For dessert they had a selection of rather interesting ice creams. Black sesame seed ice cream, green tea ice cream and wasabi ice cream. I'd had green tea ice cream before so I thought that I'd try something new being the adventurous person that I am. I asked what wasabi was and our server said she couldn't describe it for us in English but that it was nice and not too sweet. I decided to give it a go. This massive dish of yellowish ice cream came out and I took a good size spoonful and tasted it. It was DISGUSTING! It tasted like horseradish. Not too sweet was an understatement. It burned up my nose!! Everyone else gave it a try and the combination we came up with was English mustard and horseradish. I ended up having the green tea ice cream instead.

When we got back home Heather and I looked up wasabi on google and found that it is one of the hardest plants to grow. It is a plant used to spice asian foods and has a very distinct flavour. Because it is so hard to grow, many people have started substituting horseradish and mustard because they are very similar in flavour. We hit the nail on the head with our descriptions of it! Not something I'll be ordering again!

Tuesday, July 18, 2006

A Tale of Technical Difficulties

So after a very long delay, about 42 hours to be exact, I have finally made it home to Canada. What an incredible crazy last two days! I had no idea that a simple flight home was going to turn into the longest delay I have ever experienced flying. I thought I had a bad job of it when I flew home in December with Air France. This one is definitely the new champion.

Stephen and I had no idea what we were in for when we once again started the trek to Glasgow with Steve and Heather. After they dropped us off we made our way through security and proceeded to our gate. We settled down and waited for our flight. Soon enough we were boarded onto the plane belted up and ready to go.

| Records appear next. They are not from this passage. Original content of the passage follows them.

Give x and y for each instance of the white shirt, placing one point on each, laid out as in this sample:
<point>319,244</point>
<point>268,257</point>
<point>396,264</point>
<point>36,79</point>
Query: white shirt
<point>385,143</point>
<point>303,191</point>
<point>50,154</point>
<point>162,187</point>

The engines were running and it looked like everything was going to proceed as normal when suddenly the engines were turned off and our ears were greeted with an announcement from the Captain:

“Ladies and gentlemen, this is your flight captain speaking, I’m afraid that there will be a slight delay in taking off but we hope to be with you shortly and up and running within 10 minutes or so”

Well 10 minutes turned into half an hour. Then we heard the next announcement:

“Ladies and gentlemen this is your captain once again. I’m afraid that we are experience a slight technical difficulty with the aircraft. It seems that one of the ignition systems isn’t running properly. We are bringing some technicians out to troubleshoot the problem and hopefully we’ll be in the air as soon as we can.”

Another hour later!

“Ladies and gentlemen we appreciate your patience in this matter. We are all in the same boat and want to get in the air just as much as you. It’s taking a lot longer to assess the problem than we anticipated so for the time being we are going to ask you deplane and you will be issued food vouchers and we will let you know what’s happening as soon as we can”

Our flight was supposed to leave at 3:00 but at 8:00 Stephen and I were standing in a line trying to redeem our food vouchers.




(Waiting in the restaurant for news of our flight)

It wasn’t until about 8:30 we were told that the flight would be cancelled completely and that we were to reclaim our luggage and they would sort hotels out for us at the desk in the check in area. So somewhat tired and a bit disgruntled about 272 passengers trooped downstairs as directed.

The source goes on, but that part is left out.